Per tali ragioni ci appelliamo a tutte le forze politiche presenti in Parlamento affinché non venga sprecata l’occasione di
affermare il diritto dei professionisti a ricevere un compenso proporzionato alla qualità e alla quantità della prestazione professionale svolta”.
Il ddl: aspetti salienti dell’equo compenso
Il ddl sull’equo compenso è stato varato in prima lettura nell’ottobre del 2021. L’
ambito di applicazione della riguarda lo svolgimento di attività professionali, anche in forma associata o societaria, in favore di imprese bancarie e assicurative. Oltre a consulenze e attività corrisposte per quelle imprese che nel triennio precedente al conferimento dell’incarico hanno avuto alle proprie dipendenze più di 60 lavoratori.
Con ricavi annui superiori a 10 milioni di euro. Le disposizioni legislative si applicano, altresì, alle prestazioni rese dai professionisti in favore della pubblica amministrazione e degli agenti della riscossione. Il disegno di legge prevede la nullità delle clausole che non considerano un compenso equo e proporzionato all’opera prestata. Il riferimento è agli importi stabiliti dai parametri o dalle tariffe per la liquidazione dei compensi dei professionisti iscritti agli Ordini o ai Collegi professionali. Fissati con decreto ministeriale.
Verso compensi “equi”
Considerate nulle anche le pattuizioni che vietano al professionista di avere degli
acconti nel corso della prestazione.
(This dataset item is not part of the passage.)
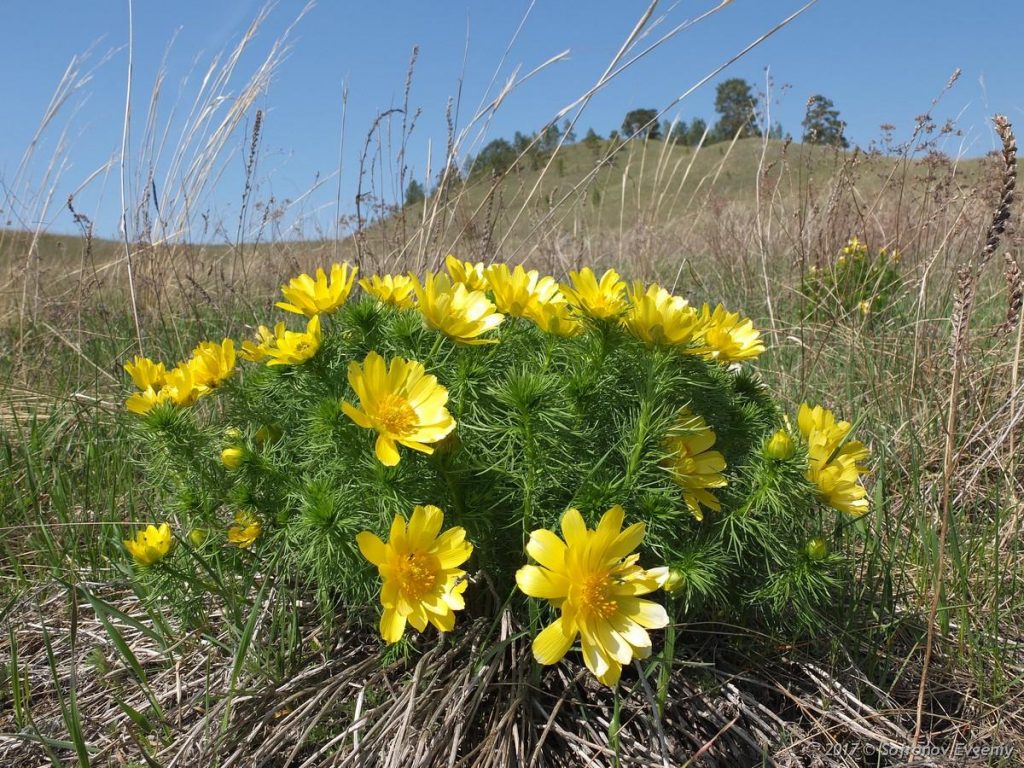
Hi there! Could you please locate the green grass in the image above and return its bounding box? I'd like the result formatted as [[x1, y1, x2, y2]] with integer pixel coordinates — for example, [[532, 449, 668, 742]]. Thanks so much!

Oppure, che impongono l’anticipazione di spese. Nulli anche quei vantaggi sproporzionati per il committente, rispetto alla quantità e alla qualità del lavoro svolto o del servizio reso. Per Inarcassa “È fondamentale estendere la portata dell’equo compenso anche ai
rapporti con i privati.
In secondo luogo, bisogna reintrodurre un limite o soglia al di sotto dei quali il compenso non può dirsi equo”. E’ improcrastinabile “l’applicazione, anche nei rapporti con la pubblica amministrazione e con i privati, di
eque tariffe per il calcolo dei compensi proporzionate alle prestazioni professionali rese al committente”.